Suppose $A$ is a complex Hermitian matrix which then can be expressed as
$A = B + iC$
for $B$ and $C$ are real matrix.
I have proved that $A$ is Hermitian iff the following matrix $M$ is symmetric:
$$
M =
\begin{pmatrix}
B & -C\\
C & B
\end{pmatrix}
$$
let $\lambda $ be an eigenvalue of $A$ then is $\lambda$ also an eigenvalue of $M$?
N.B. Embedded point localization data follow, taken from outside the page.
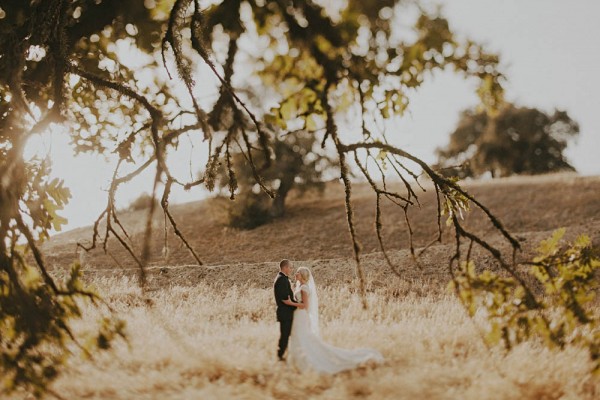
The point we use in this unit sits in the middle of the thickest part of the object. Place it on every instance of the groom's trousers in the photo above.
(285, 328)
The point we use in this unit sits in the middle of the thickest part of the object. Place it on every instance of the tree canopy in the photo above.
(329, 68)
(519, 140)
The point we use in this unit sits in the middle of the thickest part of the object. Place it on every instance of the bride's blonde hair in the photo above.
(304, 273)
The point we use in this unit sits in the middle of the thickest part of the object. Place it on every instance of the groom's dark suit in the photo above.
(285, 313)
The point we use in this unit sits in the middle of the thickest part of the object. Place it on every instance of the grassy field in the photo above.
(209, 332)
(211, 342)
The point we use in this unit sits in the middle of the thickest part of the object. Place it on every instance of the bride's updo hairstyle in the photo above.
(304, 273)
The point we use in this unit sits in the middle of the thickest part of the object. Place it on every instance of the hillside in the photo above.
(314, 232)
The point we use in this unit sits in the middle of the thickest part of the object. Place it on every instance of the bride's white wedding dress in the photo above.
(308, 351)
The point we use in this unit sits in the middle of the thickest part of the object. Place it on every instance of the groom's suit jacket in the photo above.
(283, 290)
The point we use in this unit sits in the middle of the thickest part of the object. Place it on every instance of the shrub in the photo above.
(249, 211)
(562, 314)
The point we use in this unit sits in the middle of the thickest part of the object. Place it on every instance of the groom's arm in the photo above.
(281, 291)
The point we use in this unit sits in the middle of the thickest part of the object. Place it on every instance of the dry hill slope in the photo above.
(315, 231)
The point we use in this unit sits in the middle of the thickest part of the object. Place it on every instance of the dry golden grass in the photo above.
(210, 332)
(315, 228)
(210, 342)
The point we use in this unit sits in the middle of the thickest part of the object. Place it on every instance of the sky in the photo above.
(549, 52)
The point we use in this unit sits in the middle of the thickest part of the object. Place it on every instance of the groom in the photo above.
(285, 312)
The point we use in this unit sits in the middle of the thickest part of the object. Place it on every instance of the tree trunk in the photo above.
(278, 205)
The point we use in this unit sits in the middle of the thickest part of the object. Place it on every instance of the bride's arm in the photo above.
(293, 304)
(305, 298)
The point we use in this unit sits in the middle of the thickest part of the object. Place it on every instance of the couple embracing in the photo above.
(298, 316)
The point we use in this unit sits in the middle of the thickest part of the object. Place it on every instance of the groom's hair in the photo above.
(283, 263)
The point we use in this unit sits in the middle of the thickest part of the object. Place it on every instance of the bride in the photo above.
(306, 349)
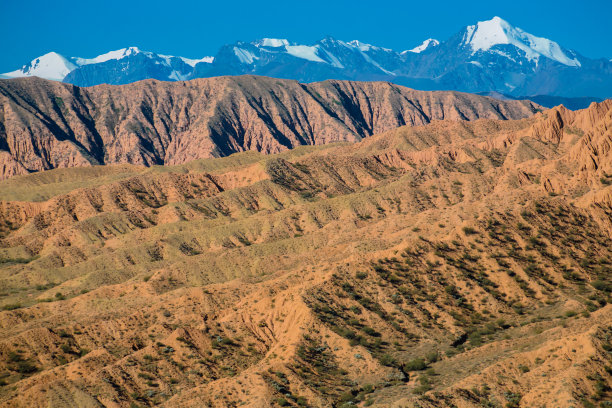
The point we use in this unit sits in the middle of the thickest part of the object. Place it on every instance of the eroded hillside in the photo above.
(453, 264)
(46, 125)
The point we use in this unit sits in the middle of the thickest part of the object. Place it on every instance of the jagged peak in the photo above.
(486, 34)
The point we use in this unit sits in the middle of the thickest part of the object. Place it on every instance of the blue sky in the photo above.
(189, 28)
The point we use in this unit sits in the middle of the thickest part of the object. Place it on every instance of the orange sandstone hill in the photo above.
(46, 125)
(455, 264)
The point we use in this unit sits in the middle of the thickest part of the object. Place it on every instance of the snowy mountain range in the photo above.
(490, 56)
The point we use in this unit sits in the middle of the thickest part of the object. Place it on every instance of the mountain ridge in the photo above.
(490, 56)
(48, 124)
(452, 264)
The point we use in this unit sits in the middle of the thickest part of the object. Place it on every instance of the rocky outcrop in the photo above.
(46, 125)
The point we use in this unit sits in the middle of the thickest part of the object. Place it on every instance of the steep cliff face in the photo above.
(46, 125)
(458, 263)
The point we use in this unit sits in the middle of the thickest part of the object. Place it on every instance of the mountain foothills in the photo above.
(490, 56)
(454, 264)
(46, 125)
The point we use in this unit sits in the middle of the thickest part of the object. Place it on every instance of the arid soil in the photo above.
(454, 264)
(46, 125)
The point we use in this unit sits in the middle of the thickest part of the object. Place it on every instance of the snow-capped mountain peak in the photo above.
(486, 34)
(364, 46)
(271, 42)
(111, 55)
(428, 43)
(50, 66)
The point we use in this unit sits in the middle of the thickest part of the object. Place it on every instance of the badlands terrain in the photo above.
(463, 262)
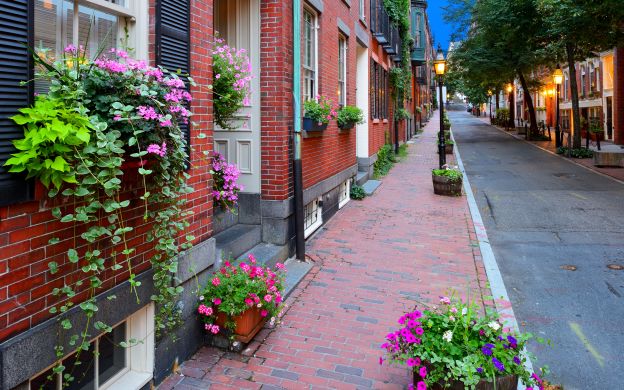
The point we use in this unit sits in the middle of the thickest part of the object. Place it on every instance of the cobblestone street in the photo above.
(374, 260)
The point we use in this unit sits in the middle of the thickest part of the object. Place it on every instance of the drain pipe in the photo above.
(297, 170)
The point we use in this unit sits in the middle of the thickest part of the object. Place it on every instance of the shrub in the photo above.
(452, 174)
(357, 192)
(320, 110)
(349, 115)
(231, 83)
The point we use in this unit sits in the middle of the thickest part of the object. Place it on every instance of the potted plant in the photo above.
(452, 346)
(318, 113)
(239, 300)
(447, 181)
(349, 116)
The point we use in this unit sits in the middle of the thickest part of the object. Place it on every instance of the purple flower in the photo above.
(498, 364)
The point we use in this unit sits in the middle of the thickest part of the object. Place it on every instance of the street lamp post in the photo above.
(440, 68)
(490, 103)
(558, 79)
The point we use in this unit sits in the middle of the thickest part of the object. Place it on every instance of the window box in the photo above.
(311, 125)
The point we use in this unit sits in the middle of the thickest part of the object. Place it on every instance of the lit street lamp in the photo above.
(440, 67)
(558, 79)
(490, 103)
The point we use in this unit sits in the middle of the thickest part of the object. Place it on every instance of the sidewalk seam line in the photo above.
(497, 285)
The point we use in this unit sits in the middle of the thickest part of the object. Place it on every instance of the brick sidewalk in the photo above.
(616, 173)
(375, 260)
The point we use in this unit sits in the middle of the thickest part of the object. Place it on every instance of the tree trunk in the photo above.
(529, 102)
(576, 111)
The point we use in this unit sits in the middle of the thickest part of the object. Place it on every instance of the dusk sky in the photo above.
(440, 30)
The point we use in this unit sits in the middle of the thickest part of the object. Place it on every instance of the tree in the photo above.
(577, 29)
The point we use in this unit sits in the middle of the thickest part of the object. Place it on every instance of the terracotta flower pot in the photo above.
(442, 185)
(247, 324)
(509, 382)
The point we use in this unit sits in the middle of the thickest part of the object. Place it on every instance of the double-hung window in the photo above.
(342, 70)
(310, 54)
(97, 25)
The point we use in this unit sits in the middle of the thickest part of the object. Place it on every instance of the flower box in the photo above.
(443, 185)
(509, 382)
(248, 324)
(310, 125)
(347, 126)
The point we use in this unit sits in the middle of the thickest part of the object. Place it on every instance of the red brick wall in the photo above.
(276, 98)
(334, 151)
(618, 95)
(26, 228)
(378, 128)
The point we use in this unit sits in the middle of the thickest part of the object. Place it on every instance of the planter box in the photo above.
(502, 383)
(248, 324)
(311, 125)
(443, 186)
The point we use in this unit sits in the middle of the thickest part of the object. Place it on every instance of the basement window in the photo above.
(344, 196)
(313, 216)
(106, 364)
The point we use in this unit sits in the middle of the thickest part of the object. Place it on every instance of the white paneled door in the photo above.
(238, 22)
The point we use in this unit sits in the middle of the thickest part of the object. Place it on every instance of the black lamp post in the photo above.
(440, 67)
(490, 103)
(558, 79)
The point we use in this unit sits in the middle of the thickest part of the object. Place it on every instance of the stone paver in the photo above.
(376, 259)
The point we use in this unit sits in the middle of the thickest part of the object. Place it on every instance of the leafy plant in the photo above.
(454, 342)
(402, 114)
(454, 175)
(231, 82)
(236, 289)
(385, 161)
(576, 153)
(321, 110)
(357, 192)
(53, 133)
(350, 115)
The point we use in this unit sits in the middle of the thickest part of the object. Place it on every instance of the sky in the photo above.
(440, 30)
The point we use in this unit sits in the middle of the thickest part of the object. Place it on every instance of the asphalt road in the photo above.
(543, 214)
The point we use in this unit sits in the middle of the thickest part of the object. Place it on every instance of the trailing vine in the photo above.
(103, 126)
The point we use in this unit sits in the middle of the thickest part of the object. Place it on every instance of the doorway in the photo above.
(238, 23)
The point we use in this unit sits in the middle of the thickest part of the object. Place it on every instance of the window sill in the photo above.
(130, 380)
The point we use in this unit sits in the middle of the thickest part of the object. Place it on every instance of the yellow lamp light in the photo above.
(440, 63)
(558, 75)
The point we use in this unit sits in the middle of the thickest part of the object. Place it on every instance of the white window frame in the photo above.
(313, 209)
(342, 69)
(310, 71)
(344, 194)
(139, 357)
(134, 17)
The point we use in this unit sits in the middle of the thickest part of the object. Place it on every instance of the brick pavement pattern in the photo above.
(376, 259)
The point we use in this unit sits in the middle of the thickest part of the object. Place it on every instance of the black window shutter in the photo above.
(173, 40)
(16, 65)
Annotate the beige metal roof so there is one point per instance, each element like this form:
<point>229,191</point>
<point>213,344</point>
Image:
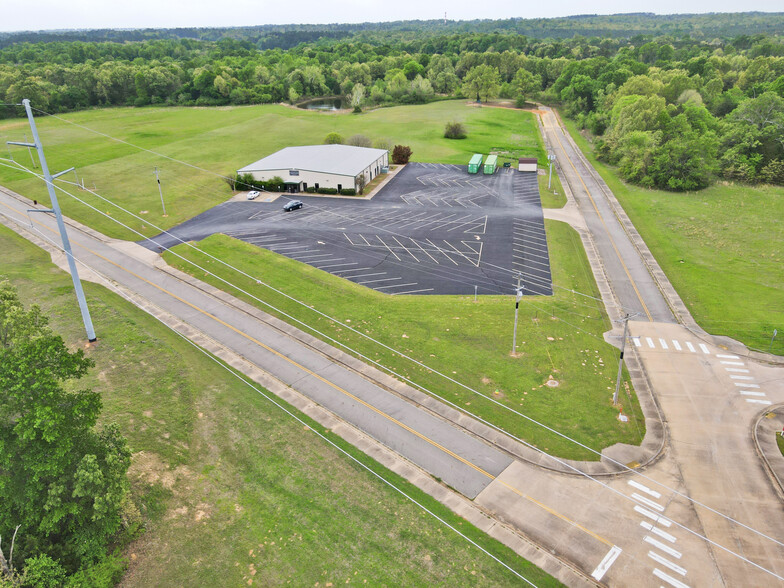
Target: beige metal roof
<point>343,160</point>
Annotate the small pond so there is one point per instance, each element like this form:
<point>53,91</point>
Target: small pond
<point>325,104</point>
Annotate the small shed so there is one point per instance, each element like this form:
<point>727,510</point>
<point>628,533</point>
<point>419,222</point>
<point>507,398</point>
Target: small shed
<point>527,164</point>
<point>475,164</point>
<point>491,163</point>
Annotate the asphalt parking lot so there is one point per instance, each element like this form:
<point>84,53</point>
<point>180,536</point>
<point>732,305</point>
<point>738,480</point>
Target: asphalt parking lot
<point>433,229</point>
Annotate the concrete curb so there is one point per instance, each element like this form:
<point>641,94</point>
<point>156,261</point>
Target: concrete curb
<point>763,433</point>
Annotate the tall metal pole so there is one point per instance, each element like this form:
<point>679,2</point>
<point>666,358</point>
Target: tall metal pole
<point>88,323</point>
<point>518,296</point>
<point>620,361</point>
<point>160,191</point>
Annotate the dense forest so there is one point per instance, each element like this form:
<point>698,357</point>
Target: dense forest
<point>672,105</point>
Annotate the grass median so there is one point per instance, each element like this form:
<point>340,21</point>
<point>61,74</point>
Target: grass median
<point>564,374</point>
<point>234,491</point>
<point>720,247</point>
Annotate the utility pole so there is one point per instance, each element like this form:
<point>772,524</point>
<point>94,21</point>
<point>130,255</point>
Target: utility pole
<point>518,297</point>
<point>160,191</point>
<point>88,323</point>
<point>551,158</point>
<point>625,320</point>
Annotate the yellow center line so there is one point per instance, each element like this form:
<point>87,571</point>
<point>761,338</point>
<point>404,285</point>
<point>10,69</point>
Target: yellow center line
<point>601,218</point>
<point>336,387</point>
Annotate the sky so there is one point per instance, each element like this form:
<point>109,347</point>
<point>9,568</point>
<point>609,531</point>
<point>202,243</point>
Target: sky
<point>129,14</point>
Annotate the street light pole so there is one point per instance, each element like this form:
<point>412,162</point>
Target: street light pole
<point>518,297</point>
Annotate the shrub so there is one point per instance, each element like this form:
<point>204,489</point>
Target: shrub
<point>334,139</point>
<point>455,130</point>
<point>401,154</point>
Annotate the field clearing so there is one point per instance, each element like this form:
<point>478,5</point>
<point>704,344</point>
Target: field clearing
<point>722,248</point>
<point>233,491</point>
<point>222,140</point>
<point>559,340</point>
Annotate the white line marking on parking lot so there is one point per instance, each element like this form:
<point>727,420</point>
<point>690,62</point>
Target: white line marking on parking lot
<point>669,579</point>
<point>644,489</point>
<point>665,548</point>
<point>667,563</point>
<point>647,502</point>
<point>605,564</point>
<point>653,516</point>
<point>657,531</point>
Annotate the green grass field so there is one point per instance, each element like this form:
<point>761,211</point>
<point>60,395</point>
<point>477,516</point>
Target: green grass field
<point>559,337</point>
<point>222,140</point>
<point>234,491</point>
<point>722,249</point>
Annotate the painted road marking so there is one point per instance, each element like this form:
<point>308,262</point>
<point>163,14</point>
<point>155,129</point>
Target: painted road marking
<point>647,502</point>
<point>644,489</point>
<point>662,547</point>
<point>657,531</point>
<point>608,560</point>
<point>667,563</point>
<point>669,579</point>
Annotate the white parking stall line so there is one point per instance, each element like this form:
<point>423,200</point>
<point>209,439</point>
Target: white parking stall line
<point>379,280</point>
<point>323,267</point>
<point>412,291</point>
<point>394,286</point>
<point>653,516</point>
<point>669,579</point>
<point>657,531</point>
<point>667,563</point>
<point>645,489</point>
<point>605,564</point>
<point>647,502</point>
<point>662,547</point>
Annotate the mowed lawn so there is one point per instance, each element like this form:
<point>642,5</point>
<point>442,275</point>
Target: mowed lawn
<point>234,491</point>
<point>210,141</point>
<point>564,376</point>
<point>722,248</point>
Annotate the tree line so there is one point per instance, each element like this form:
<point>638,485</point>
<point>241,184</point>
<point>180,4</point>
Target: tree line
<point>671,112</point>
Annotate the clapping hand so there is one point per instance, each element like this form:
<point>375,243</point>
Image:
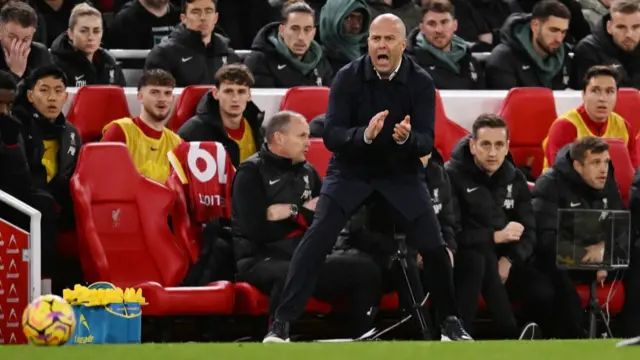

My first approach was the following:
since I proved that $M$ is symmetric and wants to show that the eigenvalue of $A$ is also an eigenvalue of $M$, I got some ideas from here and here.
Since the $det(M) = |det(B+iC)|^2 = |det(A)|^2$ and we also know that the determinant is a product of eigenvalues,
$det(A) = \lambda \Delta$, (where $\Delta$ is the product of all the eigenvalues of $A$ except $\lambda$)
$\lambda$ has to involve in the $det(M)$. But since $det(M) = |det(A)|^2$, I think it will have $\lambda ^2$ instead of $\lambda$.
I am kind of stuck here and my mind is tunneled right now. Is this whole process wrong or am I missing something?
Best Answer
The map $\phi:M_n(\mathbb{C})\rightarrow M_{2n}(\mathbb{R})$, mapping $X+iY$ to $$ \begin{bmatrix} X & -Y\\ Y & X \end{bmatrix} $$ has the property that for a complex vector $z=x+iy\in\mathbb{C}^n$, we have $$ Mz = \tilde{x}+i\tilde{y} $$ where $$ \phi(M)\begin{bmatrix} x\\ y \end{bmatrix}=\begin{bmatrix} \tilde{x}\\ \tilde{y} \end{bmatrix}. $$ So if $\lambda$ is a real eigenvalue of $M$, then it is an eigenvalue of $\phi(M)$, too.
Edit: To understand what happens to eigenvalues under this map, it is enough to evaluate it on diagonal matrices. If $M=diag(\lambda_1,\dots,\lambda_n)$, then there is a $2\times 2$-block in $\phi(M)$ for each $\lambda_i$: If $\lambda_i$ is real, then it is $\lambda_i I_2$. If $\lambda_i=x+iy$ is complex, then the block is $$ \begin{bmatrix} x & -y\\ y & x \end{bmatrix} $$ and this $2\times 2$-matrix has characteristic polynomial $t^2-2tx+x^2+y^2$. Since $y\neq 0$, it has no real roots for any $x,y$.